Good wine, good beer, good chocolate...
It's all good! :D
And so good for you! ;) :p
Can we figure out how to qualify wine as an NSAID?
Oh, I must have re-named him while you weren't looking.
A little googling has determined that you probably have Weaver Bottom.:p
Inflammation commonly arises as a result of trauma or prolonged sitting on a hard surface (weaver bottom).
Pain may radiate down the back of the thigh and mimic sciatic nerve inflammation; however, it can be reproduced by pressure over the ischial tuberosity.
http://www.arthritis-treatment-and-r...treatment.html
Can I order a rug for the guest bath?
I have had issues with "hot foot" this year where I never had them before. I believe it was due to moving my cleats forward (after a bike fit this fall) and I have since moved them back. It's better after I moved them back. But that makes me think you are onto something with the feet.

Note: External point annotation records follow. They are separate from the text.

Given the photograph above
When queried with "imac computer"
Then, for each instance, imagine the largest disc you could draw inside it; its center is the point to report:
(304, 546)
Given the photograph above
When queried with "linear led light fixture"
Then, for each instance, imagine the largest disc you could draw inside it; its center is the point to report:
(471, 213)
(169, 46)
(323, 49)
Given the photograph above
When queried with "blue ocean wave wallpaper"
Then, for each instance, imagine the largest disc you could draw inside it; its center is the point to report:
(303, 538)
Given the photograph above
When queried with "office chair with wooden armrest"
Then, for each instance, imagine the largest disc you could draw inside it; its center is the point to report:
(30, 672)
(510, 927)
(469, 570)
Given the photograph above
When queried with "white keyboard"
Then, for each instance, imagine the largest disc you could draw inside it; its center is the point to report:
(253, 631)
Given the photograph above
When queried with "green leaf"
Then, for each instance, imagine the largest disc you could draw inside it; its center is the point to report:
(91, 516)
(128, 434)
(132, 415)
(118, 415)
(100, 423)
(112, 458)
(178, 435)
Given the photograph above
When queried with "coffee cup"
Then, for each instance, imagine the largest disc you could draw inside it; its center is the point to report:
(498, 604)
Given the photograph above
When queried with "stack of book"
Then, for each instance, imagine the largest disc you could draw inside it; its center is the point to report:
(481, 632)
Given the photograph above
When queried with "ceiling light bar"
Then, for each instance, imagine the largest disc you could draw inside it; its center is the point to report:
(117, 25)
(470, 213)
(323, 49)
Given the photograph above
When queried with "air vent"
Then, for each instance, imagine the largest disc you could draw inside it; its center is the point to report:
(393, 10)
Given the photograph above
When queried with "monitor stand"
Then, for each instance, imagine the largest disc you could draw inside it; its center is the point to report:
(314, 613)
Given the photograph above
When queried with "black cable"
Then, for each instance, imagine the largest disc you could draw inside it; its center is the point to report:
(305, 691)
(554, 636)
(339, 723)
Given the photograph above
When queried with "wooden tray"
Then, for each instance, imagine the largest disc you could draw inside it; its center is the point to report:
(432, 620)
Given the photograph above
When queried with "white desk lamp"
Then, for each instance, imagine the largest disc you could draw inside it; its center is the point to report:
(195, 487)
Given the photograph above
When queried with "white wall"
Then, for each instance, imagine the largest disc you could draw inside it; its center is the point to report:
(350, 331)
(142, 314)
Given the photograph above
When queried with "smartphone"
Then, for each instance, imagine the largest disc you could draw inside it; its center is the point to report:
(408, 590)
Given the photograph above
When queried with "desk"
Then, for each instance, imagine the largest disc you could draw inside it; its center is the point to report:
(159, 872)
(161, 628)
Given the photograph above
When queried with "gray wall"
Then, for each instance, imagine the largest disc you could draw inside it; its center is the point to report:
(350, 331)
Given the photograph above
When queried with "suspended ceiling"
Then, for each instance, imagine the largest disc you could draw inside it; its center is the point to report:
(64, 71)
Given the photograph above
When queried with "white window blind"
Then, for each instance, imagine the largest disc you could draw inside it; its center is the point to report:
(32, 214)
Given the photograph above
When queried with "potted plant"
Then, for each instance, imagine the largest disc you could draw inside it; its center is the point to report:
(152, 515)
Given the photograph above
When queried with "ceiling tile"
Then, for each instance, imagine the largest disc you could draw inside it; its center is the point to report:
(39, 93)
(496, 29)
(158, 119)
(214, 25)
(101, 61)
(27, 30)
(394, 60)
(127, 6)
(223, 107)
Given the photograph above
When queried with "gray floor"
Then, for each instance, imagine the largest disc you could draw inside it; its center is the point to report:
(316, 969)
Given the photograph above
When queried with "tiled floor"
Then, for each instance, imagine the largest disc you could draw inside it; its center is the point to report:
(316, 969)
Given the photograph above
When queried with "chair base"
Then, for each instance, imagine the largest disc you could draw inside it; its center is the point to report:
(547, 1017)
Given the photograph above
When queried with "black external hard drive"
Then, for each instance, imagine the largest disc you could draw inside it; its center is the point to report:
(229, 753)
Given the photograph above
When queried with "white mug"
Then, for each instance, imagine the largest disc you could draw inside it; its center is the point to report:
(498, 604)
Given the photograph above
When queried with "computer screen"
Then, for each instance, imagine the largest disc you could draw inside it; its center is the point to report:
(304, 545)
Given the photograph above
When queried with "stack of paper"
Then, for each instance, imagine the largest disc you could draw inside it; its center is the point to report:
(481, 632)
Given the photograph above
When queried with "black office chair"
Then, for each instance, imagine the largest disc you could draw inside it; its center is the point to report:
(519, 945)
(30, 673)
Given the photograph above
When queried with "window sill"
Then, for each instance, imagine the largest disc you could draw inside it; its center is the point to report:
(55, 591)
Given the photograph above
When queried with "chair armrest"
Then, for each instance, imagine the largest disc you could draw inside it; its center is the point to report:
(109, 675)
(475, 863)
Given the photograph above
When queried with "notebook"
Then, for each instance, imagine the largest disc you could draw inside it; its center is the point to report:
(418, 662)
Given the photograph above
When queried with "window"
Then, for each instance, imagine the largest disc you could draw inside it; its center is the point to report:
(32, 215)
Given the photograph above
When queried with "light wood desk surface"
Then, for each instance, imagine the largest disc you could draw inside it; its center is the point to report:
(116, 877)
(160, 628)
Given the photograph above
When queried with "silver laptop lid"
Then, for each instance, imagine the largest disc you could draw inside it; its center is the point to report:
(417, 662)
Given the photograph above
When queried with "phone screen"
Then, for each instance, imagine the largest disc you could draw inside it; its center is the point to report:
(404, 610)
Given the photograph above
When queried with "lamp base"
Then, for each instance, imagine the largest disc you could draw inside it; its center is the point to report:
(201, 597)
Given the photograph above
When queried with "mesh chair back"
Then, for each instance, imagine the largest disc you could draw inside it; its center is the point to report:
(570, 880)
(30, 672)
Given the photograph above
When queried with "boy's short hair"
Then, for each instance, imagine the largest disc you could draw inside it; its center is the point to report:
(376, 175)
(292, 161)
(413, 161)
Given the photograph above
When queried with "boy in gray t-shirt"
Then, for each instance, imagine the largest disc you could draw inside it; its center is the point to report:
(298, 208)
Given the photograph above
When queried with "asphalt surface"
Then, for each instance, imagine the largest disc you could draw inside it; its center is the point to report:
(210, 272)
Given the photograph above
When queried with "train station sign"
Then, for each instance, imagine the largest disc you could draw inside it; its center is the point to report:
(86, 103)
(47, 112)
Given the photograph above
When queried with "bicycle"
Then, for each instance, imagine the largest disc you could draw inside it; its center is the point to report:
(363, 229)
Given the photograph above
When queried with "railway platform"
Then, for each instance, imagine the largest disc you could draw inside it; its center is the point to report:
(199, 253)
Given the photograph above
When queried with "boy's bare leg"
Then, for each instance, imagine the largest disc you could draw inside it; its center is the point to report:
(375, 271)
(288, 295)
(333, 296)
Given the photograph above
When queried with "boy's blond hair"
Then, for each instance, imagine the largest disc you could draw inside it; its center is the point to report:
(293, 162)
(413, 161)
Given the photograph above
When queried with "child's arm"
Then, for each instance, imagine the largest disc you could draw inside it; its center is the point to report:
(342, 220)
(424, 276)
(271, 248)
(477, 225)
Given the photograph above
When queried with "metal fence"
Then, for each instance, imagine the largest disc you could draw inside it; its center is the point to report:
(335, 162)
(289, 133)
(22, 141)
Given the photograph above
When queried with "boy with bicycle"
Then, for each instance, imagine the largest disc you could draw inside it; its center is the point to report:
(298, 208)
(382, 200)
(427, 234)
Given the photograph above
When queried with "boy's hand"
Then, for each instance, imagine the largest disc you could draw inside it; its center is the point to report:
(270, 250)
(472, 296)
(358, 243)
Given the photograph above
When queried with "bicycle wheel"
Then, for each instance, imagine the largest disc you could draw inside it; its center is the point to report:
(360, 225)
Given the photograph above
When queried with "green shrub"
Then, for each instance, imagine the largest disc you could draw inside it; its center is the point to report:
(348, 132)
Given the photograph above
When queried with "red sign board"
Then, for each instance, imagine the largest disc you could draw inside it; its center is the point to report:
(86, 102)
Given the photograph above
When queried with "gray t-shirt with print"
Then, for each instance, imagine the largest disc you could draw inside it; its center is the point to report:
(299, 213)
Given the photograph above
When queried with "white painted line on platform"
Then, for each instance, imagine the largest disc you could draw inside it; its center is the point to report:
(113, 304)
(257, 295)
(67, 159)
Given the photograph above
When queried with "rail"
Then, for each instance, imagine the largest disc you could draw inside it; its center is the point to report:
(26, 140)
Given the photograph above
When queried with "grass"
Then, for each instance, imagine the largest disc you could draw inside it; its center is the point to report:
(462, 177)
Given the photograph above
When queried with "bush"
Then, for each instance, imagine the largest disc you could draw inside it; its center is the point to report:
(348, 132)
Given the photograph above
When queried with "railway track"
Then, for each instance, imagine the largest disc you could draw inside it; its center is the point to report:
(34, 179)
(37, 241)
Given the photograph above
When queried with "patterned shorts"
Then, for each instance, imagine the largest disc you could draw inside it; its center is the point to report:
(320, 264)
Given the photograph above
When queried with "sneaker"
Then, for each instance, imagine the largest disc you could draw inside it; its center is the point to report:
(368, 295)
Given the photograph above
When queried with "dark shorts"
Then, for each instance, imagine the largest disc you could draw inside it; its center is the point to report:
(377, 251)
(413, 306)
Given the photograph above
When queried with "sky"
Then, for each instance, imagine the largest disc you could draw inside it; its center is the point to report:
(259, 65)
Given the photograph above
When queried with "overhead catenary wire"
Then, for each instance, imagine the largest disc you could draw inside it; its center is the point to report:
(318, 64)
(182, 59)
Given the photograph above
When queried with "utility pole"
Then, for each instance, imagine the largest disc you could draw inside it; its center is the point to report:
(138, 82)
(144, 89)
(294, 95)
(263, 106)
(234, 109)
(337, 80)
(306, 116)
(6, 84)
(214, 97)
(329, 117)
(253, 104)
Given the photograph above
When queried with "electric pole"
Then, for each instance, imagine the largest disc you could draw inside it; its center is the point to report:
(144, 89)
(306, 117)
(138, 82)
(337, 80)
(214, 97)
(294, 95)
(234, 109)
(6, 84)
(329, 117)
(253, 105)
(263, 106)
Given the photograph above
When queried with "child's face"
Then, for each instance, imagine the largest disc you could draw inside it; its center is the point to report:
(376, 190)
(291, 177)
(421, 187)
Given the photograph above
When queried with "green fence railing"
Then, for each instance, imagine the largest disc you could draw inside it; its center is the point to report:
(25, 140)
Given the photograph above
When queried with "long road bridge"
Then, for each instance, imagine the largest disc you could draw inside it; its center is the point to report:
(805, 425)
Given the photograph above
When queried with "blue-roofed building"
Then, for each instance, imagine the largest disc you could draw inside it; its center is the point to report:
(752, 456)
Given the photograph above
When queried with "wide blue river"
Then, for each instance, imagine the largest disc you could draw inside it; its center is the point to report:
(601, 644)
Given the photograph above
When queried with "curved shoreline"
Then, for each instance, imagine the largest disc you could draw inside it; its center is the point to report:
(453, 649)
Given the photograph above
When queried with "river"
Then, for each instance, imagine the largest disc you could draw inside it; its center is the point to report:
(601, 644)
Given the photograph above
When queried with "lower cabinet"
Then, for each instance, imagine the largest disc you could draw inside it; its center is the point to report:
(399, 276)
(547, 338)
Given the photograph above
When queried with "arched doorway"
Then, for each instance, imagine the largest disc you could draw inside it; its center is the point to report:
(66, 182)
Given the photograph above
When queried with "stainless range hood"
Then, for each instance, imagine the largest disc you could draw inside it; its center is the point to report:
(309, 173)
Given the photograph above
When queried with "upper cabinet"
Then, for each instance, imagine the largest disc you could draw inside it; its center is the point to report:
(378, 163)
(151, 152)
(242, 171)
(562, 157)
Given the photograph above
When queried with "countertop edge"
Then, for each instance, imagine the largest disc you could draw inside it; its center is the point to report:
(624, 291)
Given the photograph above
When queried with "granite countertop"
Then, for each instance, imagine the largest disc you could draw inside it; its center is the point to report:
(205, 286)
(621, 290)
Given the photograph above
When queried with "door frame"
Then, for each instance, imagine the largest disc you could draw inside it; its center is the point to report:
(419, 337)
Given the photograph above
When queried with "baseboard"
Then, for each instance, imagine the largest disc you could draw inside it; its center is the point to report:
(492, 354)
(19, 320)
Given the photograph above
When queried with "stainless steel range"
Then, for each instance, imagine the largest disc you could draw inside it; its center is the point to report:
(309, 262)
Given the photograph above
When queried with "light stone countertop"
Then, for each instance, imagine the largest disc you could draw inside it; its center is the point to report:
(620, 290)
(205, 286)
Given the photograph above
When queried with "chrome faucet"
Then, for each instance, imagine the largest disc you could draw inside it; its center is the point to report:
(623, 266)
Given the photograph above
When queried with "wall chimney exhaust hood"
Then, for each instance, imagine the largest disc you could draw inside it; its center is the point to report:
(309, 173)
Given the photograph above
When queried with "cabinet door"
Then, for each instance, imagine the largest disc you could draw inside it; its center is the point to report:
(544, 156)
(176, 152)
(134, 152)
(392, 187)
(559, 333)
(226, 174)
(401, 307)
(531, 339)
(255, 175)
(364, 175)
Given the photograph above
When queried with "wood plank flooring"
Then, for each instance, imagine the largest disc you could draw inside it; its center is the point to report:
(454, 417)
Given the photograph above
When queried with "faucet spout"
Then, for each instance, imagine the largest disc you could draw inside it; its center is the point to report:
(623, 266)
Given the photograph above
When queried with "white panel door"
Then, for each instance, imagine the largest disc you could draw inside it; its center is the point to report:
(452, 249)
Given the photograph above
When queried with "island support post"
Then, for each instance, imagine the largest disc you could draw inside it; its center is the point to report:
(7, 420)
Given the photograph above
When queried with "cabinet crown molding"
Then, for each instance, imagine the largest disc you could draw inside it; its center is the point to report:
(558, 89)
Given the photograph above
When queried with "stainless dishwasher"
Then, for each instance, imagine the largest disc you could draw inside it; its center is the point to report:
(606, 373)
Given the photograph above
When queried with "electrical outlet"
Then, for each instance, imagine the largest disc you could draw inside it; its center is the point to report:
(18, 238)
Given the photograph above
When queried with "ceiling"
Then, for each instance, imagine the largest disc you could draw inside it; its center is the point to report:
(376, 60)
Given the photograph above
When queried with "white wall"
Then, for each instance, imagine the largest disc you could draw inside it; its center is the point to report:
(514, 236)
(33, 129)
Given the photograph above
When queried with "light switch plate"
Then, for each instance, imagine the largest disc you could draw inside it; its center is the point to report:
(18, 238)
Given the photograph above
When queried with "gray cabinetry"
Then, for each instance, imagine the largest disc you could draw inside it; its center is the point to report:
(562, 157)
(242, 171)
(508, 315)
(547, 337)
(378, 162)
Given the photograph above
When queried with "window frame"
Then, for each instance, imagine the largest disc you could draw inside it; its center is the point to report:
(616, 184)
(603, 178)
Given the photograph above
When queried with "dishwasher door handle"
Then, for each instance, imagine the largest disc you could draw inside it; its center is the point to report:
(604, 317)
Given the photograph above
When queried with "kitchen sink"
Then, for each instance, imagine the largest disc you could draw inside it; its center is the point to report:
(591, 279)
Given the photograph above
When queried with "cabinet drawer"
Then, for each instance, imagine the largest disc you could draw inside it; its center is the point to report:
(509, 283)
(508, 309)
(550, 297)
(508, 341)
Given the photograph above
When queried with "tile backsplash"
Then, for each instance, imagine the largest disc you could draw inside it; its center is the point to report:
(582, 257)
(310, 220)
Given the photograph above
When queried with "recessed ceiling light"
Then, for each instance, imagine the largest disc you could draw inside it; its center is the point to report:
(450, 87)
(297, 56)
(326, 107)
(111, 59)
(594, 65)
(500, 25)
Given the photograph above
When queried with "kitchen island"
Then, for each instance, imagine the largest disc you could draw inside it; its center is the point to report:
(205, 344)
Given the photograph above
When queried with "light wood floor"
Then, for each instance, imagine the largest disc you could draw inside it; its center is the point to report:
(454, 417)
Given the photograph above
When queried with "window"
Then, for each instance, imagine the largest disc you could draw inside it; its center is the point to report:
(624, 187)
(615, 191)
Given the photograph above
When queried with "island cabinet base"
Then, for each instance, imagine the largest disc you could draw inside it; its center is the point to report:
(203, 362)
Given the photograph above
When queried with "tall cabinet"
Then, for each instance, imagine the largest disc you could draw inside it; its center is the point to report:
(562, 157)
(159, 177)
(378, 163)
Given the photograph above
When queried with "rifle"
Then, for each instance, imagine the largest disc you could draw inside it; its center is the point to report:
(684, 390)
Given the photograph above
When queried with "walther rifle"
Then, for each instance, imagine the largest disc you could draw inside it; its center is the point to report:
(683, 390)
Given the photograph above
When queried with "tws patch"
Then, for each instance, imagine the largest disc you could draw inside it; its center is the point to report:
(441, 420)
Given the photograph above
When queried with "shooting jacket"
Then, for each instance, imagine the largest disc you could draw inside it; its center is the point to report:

Uh oh. Read down farther in that link about Ischial Tuberosity Syndrome.
Ischial bursitis needs to be differentiated from ischial tuberosity syndrome. The ischial tuberosity is a swollen part or broadening of the bone in the frontal portion of the ischium, the lowest of the three major bones that make up each half of the pelvis. As the point of fusion of the ischium and the pubis, it is attached to various muscles and supports the weight of the body when one is sitting. Ischial tuberosity pain may be experienced by a wide range of athletes, including soccer players, cyclists, baseball players, figure skaters, cheerleaders and any type of jumpers or runners. It is often misdiagnosed as ischial bursitis, an extremely painful condition.
The ischial tuberosity is the point of origin of the adductor and hamstring muscles of the thigh, as well as the sacrotuberus ligaments. The forceful pull of these muscles, such as can happen during a variety of sports, as a result of a trauma such as a fall or other type of injury, or through the overuse of the hamstrings, as is common among runners and soccer players, results in a separation or detachment, also called an avulsion, of an open ischial apophysis.
OOOOH! "Weaver Bottom" sounds so much more fun than "high hamstring strain!"
But how do you tell one from the other in a cyclist? Sitting on an inflamed hammie insertion (ischial tuberosity) would give you Weaver Bottom, too.
Hey, maybe you have BOTH!
A "high Weaver bottom strain."
I think the cure is good wine: "bottoms" up!
Edit: "hot foot" is often a product of pronation. (nerves get compressed in an over pronated foot) The metatarsal arch collapses when you pronate. So now I'm thinking a met pad and a medial forefoot wedge. And some exercises. And some wine...
Now I have butt tubers???
Okay, that's one to take to the doc. She's already written me off as some sort of medical anomaly.
ETA: I forgot to mention the bruising..... In the "crease" after long rides.